そして、それから実践。そこで、一つわかったのが『包丁』が異世界にでもほとんど同じ物があることだ。まぁ、包丁がなかったら野菜とか切れないけど。……って、問題はそこではない。
タタタタタタ
リズムよく聞こえる音。これは、私の音ではない。隣のアルクさんから聞こえる音だ。
「…本当に料理できるんですね。」
出来る、出来ないの問題じゃない。というか、私より断然上手いじゃないか!!
「いえ、このぐらい大したことありませんよ。」
「………。」
なんというか、ね。うん。大したことじゃありませんよ、これ。
少し泣きそうになりながら、自分の担当であるフライパンで炒める。
恐ろしいことにアルクさんはたった一晩でこの世界のキッチンを駆使してしまった。
「ただいま。」
「お帰りなさい。」
ドアを開けて家に入ってみると早速おいしそうな香りが漂っていた。
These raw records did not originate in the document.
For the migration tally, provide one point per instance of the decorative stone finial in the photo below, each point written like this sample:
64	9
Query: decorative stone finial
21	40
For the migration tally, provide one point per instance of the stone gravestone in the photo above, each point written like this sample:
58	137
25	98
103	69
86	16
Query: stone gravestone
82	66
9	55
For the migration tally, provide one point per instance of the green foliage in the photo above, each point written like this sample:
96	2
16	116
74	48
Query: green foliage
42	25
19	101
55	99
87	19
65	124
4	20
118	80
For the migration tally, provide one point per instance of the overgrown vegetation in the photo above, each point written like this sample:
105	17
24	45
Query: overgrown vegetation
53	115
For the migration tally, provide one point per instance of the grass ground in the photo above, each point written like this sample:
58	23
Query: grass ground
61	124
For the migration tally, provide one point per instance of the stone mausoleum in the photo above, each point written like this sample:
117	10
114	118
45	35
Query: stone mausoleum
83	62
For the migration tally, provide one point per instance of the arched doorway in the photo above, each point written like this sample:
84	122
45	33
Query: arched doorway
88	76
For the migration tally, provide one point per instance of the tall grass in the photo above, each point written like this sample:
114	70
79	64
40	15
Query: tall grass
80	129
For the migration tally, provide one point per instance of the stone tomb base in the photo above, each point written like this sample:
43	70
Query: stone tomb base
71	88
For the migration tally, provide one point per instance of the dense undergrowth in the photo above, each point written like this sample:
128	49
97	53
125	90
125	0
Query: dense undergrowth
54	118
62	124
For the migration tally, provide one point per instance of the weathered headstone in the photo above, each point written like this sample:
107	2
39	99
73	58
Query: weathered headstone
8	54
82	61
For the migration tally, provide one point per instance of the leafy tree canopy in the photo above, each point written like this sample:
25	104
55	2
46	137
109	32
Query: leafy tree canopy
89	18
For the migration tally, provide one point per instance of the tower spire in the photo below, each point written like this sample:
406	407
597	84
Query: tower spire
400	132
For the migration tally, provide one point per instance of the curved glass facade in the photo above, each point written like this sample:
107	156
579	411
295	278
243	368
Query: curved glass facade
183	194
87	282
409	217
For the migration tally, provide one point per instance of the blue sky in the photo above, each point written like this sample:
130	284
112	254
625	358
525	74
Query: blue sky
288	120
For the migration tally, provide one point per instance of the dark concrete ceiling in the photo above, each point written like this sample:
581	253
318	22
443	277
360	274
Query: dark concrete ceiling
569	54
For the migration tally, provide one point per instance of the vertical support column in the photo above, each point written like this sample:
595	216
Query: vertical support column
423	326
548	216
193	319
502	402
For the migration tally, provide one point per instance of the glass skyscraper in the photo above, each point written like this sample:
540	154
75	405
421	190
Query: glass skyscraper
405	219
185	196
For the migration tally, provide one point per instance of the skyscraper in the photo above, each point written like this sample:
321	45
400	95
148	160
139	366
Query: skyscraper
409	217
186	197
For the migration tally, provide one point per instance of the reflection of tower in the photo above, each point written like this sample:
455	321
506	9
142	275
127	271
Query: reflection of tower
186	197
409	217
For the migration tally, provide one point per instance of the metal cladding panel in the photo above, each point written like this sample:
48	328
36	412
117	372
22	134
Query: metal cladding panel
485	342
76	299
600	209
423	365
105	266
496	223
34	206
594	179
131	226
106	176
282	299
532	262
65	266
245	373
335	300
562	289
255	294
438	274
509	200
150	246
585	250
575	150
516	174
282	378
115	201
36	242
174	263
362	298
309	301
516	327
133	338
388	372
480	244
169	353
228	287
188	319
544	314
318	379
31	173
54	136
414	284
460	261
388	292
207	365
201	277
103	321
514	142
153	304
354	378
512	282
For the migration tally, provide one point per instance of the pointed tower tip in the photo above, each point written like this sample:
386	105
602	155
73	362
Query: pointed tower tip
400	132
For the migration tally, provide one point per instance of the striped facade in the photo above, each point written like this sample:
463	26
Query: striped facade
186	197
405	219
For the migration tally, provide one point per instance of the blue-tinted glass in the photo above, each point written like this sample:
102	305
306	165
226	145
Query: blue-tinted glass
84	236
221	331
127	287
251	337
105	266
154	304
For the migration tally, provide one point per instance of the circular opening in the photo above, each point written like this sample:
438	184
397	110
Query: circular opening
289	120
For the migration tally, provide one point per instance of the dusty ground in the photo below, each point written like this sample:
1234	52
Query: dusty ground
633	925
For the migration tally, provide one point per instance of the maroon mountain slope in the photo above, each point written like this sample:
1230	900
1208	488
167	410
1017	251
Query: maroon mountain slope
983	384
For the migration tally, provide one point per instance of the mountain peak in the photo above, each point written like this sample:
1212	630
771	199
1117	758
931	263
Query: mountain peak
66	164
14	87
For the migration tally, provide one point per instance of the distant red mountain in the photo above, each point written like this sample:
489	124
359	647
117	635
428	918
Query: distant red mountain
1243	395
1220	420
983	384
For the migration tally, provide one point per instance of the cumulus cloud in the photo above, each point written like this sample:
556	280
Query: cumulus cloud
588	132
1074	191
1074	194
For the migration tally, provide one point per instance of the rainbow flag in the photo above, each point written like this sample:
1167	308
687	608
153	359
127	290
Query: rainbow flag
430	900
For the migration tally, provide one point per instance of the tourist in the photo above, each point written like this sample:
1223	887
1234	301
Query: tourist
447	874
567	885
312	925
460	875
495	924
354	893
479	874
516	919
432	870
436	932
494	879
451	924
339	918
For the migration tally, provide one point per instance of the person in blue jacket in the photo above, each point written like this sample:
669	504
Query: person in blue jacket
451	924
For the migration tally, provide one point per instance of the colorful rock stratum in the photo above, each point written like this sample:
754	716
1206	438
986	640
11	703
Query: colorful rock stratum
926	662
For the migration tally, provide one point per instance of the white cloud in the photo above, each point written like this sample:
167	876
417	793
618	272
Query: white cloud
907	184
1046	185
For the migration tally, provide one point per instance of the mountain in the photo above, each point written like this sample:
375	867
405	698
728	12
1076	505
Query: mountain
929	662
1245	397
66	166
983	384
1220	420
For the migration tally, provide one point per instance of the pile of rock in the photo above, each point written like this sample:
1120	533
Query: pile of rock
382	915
その香りをクンクンと嗅いで匂いのほうに釣られるように歩いていく。
「なんだかポトフのような匂いがする…」
「…ポトフ、とはどういうものか分かりませんが、アンクサという食べ物ですよ。」
アンクサ、というのか。
机の上におかれた食べ物は湯気を出して美味しそうだ。
私は手を洗って早速座った。そして、少ししてからアルクさんも座る。
「「いただきます。」」
私はまずアンクサに手をつけた。
……こ、これは!!トロトロに煮込まれた白菜、それにこの黄金のスープ!一口飲んだだけで味が広がってくるのだ。
本当にポトフににている。
「美味しい!!これどうやって作るの!?」
アンクサの美味しさに興奮して思わず敬語を忘れてしまった。
「……あ、ごめんなさい。」
「いいですよ、何者かわからないのに置いていただいているのです。むしろ敬語を外していただいても大丈夫ですよ。」
と言われても、私より年上のアルクさん。気にしてしまうのは仕方がないと思う。
「…では、こうしません?」
私やアルクさんがお互い敬語を止める、というものだった。それを聞いたアルクさんは眉をひそめたものの、すぐに伸ばした。
「いえ、そういう訳にもいきません。」
お箸をお茶碗におき、お互い目を見つめあった。
「アルクさん、年上の方なんですよね?私が少し気がひけます。」
同じようにお箸を置いた。
それから、少しの沈黙の後アルクさんが口を開いた。
「では…本当にいいのか?」
「え、うん。」
「じゃあ、改めてよろしく。」
ニコッとアルクさんは右手を差し出した。それに少し戸惑いながら私も右手を出し握り返した。
アルクさんってタメ口似合わなさ、そして切り替えが早いことにも驚く。